If students in this country—especially among our youth—are not exposed to challenging ideas, we become increasingly ill-equipped to deal with the unprecedented but inevitable challenges ahead. Limiting exposure to new ideas out of fear or petty partisanship stunts our collective imagination, leaving us at the mercy of an increasingly unpredictable future.

3 thoughts on “Book Banning Is In

  1. I am definitely not a fan of book banning and I’m glad you pointed out that this is not just happening “on the right” as the left is also active in this practice these days. When a very prominent lawyer for the ACLU tweets out “stopping the circulation of this book and these ideas is 100% a hill I will die on” it’s time for everyone to pause and reflect on what’s going on in our society. Yes, this is the same ACLU that defended the horrific Phelps family and they’re “protest ministry” in the name of free speech. No longer committed to “free speech” they are now focused on promoting certain speakers and silencing others. The book that was being referenced in that tweet is Abigail Shrier’s book “Irreversible Damage.” I am willing to bet all the money in the world that that book will someday be considered one of the most important and consequential books of our time. Fortunately, the ACLU has yet to ban it or burn it. And although Target tried to pull it, and Amazon refuses to promote it, and many bookstores won’t carry it, the book and stories within it lives on. There are many many (many!) books I dislike, or disagree with. But, I believe we need all the books and we need all the voices, if we are going to make sense of the world around us.

  2. It looks like some accomplished modern authors are joining a distinguished cadre dating back at least as far as Machiavelli in having their seminal books banned (or burned). If it weren’t such a futile exercise, staged for the News at 6, it might be serious, but it’s not. It’s just another attempt to recruit the weak-minded into tribal loyalty.

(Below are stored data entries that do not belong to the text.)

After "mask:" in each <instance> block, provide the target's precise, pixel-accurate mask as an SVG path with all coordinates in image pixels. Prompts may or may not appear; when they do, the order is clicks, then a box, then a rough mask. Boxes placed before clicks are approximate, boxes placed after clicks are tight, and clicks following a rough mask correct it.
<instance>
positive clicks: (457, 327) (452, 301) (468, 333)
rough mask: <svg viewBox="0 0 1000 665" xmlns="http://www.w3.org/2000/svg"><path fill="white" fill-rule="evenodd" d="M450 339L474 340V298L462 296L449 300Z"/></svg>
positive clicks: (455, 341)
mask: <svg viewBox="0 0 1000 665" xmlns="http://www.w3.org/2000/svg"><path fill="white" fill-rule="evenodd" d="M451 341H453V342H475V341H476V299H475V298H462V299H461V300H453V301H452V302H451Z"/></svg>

  3. As always, I appreciate Bob’s views and ability to clearly articulate in writing current events! Thank you. I haven’t taken the time to delve into this particular brand of fear emerging in our culture. Banning and burning books, censoring and murdering women (remember the Dark Ages), or maybe even thinking of today’s Texas and women’s rights to manage their own bodies. These are symptoms, I believe of the New Age of Darkness, (My term). Joan Chittister writes in her book “The Time is Now, a Call to Uncommon Courage,” that we live in a period of evil and darkness now that she didn’t experience or know in her lifetime. That the moral containers (church etc.) are gone. After I read that, I haven’t really felt like continuing the book. Because I asked myself, what world was she living in for all her 80 years that I missed? My experience on earth includes plenty of evil and cruelty. We might have done a better job of appearing to be civil, but it was an appearance only. Anyway, I just finished watching Arctic Sinkholes on Nova. With the amount of methane gases being released as the permafrost melts, and humans being unable to embrace and change our ways towards a more sustainable lifestyle, the tipping point has been tipped. Do we continue to fight among ourselves, or gather to solve the mess we made and save the only home we really have? Just wondering.